But the court found that Father “did not take reunification services seriously for nearly a year.” While DCFS’s provision of various services and attempts to help Father were reasonable, Father bore the responsibility of participating in and completing those services, and it was Father’s “lackadaisical” and belated efforts that fell short. 

¶49 Father also complains that DCFS unreasonably delayed PCCIT, especially when the juvenile court found that the therapy “could have been provided earlier.” But Father overlooks that the court also found that PCCIT “was limited because the initial parenting class was not successful, even according to [Father].” Given Father’s lack of progress in parenting class and his overall lack of timely efforts, we cannot say that DCFS’s services were unreasonable under the circumstances.
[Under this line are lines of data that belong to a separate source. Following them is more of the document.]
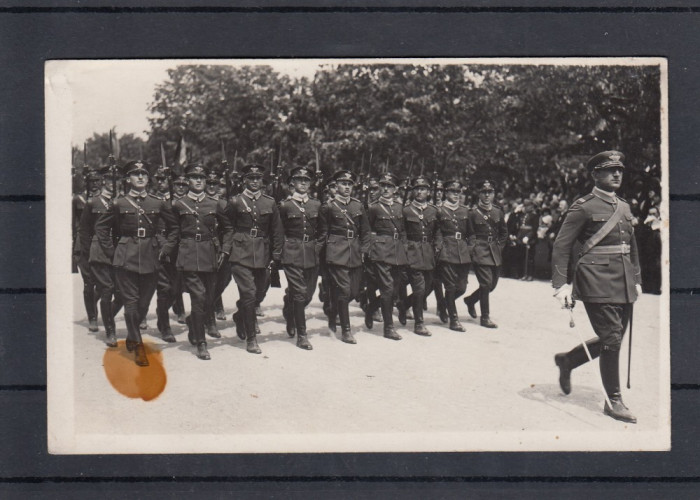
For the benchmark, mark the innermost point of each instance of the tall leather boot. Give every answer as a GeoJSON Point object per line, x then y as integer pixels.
{"type": "Point", "coordinates": [573, 359]}
{"type": "Point", "coordinates": [610, 373]}
{"type": "Point", "coordinates": [108, 320]}
{"type": "Point", "coordinates": [452, 311]}
{"type": "Point", "coordinates": [166, 332]}
{"type": "Point", "coordinates": [90, 307]}
{"type": "Point", "coordinates": [344, 316]}
{"type": "Point", "coordinates": [249, 319]}
{"type": "Point", "coordinates": [484, 303]}
{"type": "Point", "coordinates": [288, 315]}
{"type": "Point", "coordinates": [300, 322]}
{"type": "Point", "coordinates": [387, 312]}
{"type": "Point", "coordinates": [418, 325]}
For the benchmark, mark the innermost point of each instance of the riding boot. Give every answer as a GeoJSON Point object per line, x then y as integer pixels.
{"type": "Point", "coordinates": [248, 314]}
{"type": "Point", "coordinates": [300, 322]}
{"type": "Point", "coordinates": [387, 311]}
{"type": "Point", "coordinates": [610, 373]}
{"type": "Point", "coordinates": [344, 315]}
{"type": "Point", "coordinates": [108, 320]}
{"type": "Point", "coordinates": [418, 325]}
{"type": "Point", "coordinates": [452, 312]}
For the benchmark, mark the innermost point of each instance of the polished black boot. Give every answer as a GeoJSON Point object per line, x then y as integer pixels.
{"type": "Point", "coordinates": [610, 373]}
{"type": "Point", "coordinates": [300, 322]}
{"type": "Point", "coordinates": [387, 312]}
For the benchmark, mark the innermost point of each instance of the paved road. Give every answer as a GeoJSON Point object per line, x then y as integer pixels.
{"type": "Point", "coordinates": [479, 390]}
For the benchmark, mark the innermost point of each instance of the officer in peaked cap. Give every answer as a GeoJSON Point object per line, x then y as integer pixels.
{"type": "Point", "coordinates": [606, 277]}
{"type": "Point", "coordinates": [343, 234]}
{"type": "Point", "coordinates": [454, 252]}
{"type": "Point", "coordinates": [133, 220]}
{"type": "Point", "coordinates": [487, 242]}
{"type": "Point", "coordinates": [258, 235]}
{"type": "Point", "coordinates": [387, 255]}
{"type": "Point", "coordinates": [300, 253]}
{"type": "Point", "coordinates": [420, 220]}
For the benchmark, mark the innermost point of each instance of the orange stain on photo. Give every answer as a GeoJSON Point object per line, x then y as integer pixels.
{"type": "Point", "coordinates": [131, 380]}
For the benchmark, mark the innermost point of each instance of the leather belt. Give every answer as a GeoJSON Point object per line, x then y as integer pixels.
{"type": "Point", "coordinates": [623, 248]}
{"type": "Point", "coordinates": [198, 237]}
{"type": "Point", "coordinates": [348, 233]}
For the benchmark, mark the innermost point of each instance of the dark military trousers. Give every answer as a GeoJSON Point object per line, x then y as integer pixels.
{"type": "Point", "coordinates": [165, 292]}
{"type": "Point", "coordinates": [609, 322]}
{"type": "Point", "coordinates": [487, 276]}
{"type": "Point", "coordinates": [201, 287]}
{"type": "Point", "coordinates": [344, 286]}
{"type": "Point", "coordinates": [137, 292]}
{"type": "Point", "coordinates": [89, 289]}
{"type": "Point", "coordinates": [103, 276]}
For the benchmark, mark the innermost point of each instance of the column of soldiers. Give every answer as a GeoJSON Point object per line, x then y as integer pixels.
{"type": "Point", "coordinates": [192, 236]}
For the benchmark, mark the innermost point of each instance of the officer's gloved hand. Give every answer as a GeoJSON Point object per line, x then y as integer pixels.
{"type": "Point", "coordinates": [563, 295]}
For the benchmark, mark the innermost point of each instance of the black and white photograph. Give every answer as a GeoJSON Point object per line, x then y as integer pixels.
{"type": "Point", "coordinates": [357, 255]}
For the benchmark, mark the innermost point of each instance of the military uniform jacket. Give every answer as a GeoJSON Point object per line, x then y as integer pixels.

We thus reject this challenge to the court’s decision. 

III. Grounds for Termination 

¶50 Finally, Father asserts that the juvenile court erred in terminating his parental rights on the ground of unfitness. He suggests that this ground is unsupported by the evidence because he had made significant progress by the time of trial and the court had returned Am.H. to his care. He also claims that the court erroneously deemed him an unfit parent when he merely failed to be a “model parent.” See generally Utah Code Ann. § 78A-6-503(4) (LexisNexis 2018) (stating that a parent’s fundamental liberty interest “does not cease to exist simply because a parent may fail to be a model parent”). 

¶51 To the extent that Father pursues a sufficiency of the evidence challenge, he has not carried his burden on appeal. Although he discusses unfitness and mentions neglect, he has not undertaken an analysis of each ground supporting the court’s termination decision. “And we will not reverse a ruling of a lower court that rests on independent alternative grounds where the appellant challenges less than all of those grounds.” In re J.M., 2020 UT App 52, ¶ 30, 463 P.3d 66 (cleaned up). 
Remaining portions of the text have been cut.